Turing worked for the government code and cypher school at Bletchley park, code-breaking center of Britain. For a time, he headed hut 8, the responsible naval section. He devised a number of techniques, including the method of the "bombe," an electromechanical machine that ably found settings, for breaking ciphers. After the war, he worked at the national physical laboratory and created the ACE of the first designs for a stored program.

Biology interested Turing towards the end of his life.
He wrote a paper on the chemical basis of morphogenesis and predicted oscillating reactions, such as the Belousov–Zhabotinsky, first observed in the 1960s.

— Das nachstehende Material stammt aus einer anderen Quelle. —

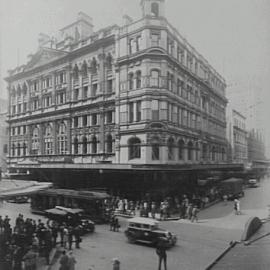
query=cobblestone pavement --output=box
[0,177,270,270]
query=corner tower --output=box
[141,0,165,17]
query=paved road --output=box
[0,179,270,270]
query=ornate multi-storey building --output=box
[227,105,248,165]
[6,0,230,194]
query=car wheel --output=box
[128,235,136,244]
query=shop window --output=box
[128,138,141,160]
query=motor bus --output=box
[31,188,110,223]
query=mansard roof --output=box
[23,47,68,71]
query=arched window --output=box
[151,3,159,17]
[22,83,27,96]
[150,69,159,87]
[92,136,97,154]
[57,123,67,155]
[91,57,97,74]
[128,138,141,160]
[81,61,88,78]
[44,125,53,155]
[151,138,160,160]
[128,73,134,90]
[82,136,87,155]
[73,64,79,80]
[136,71,142,89]
[106,134,113,153]
[188,142,193,160]
[168,138,174,160]
[178,140,185,160]
[73,137,79,155]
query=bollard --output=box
[112,258,120,270]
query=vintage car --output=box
[248,178,259,187]
[7,196,29,203]
[45,206,95,234]
[125,217,177,248]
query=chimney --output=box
[123,15,133,26]
[38,33,51,48]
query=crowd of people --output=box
[104,194,216,223]
[0,214,81,270]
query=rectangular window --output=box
[107,80,113,93]
[74,116,79,127]
[56,92,66,104]
[152,144,159,160]
[106,111,113,124]
[152,100,159,121]
[83,115,87,127]
[83,86,88,99]
[18,104,22,113]
[151,32,160,47]
[74,88,80,101]
[136,101,142,122]
[12,105,16,114]
[23,102,27,112]
[128,102,134,123]
[92,113,98,126]
[91,83,98,97]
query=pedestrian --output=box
[233,199,240,215]
[191,205,199,222]
[236,200,241,215]
[63,227,68,248]
[23,246,38,270]
[223,194,228,205]
[68,251,77,270]
[186,203,193,220]
[110,216,115,231]
[114,218,120,232]
[68,227,73,250]
[156,240,167,270]
[74,225,81,248]
[59,250,69,270]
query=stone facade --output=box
[6,0,227,169]
[227,105,248,165]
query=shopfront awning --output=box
[0,181,53,199]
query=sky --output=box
[0,0,270,156]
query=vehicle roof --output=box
[45,208,67,216]
[128,217,159,226]
[221,177,243,183]
[36,188,110,200]
[55,206,83,214]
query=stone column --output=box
[98,51,106,153]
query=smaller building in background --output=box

Still illegal homosexual acts of Turing resulted in a criminal prosecution in 1952 in the United Kingdom. He accepted treatment with female hormones (chemical castration) as an alternative to prison. From cyanide poisoning, he died several weeks before his forty-second birthday. An inquest determined suicide; his mother and some other persons thought of his accidental death.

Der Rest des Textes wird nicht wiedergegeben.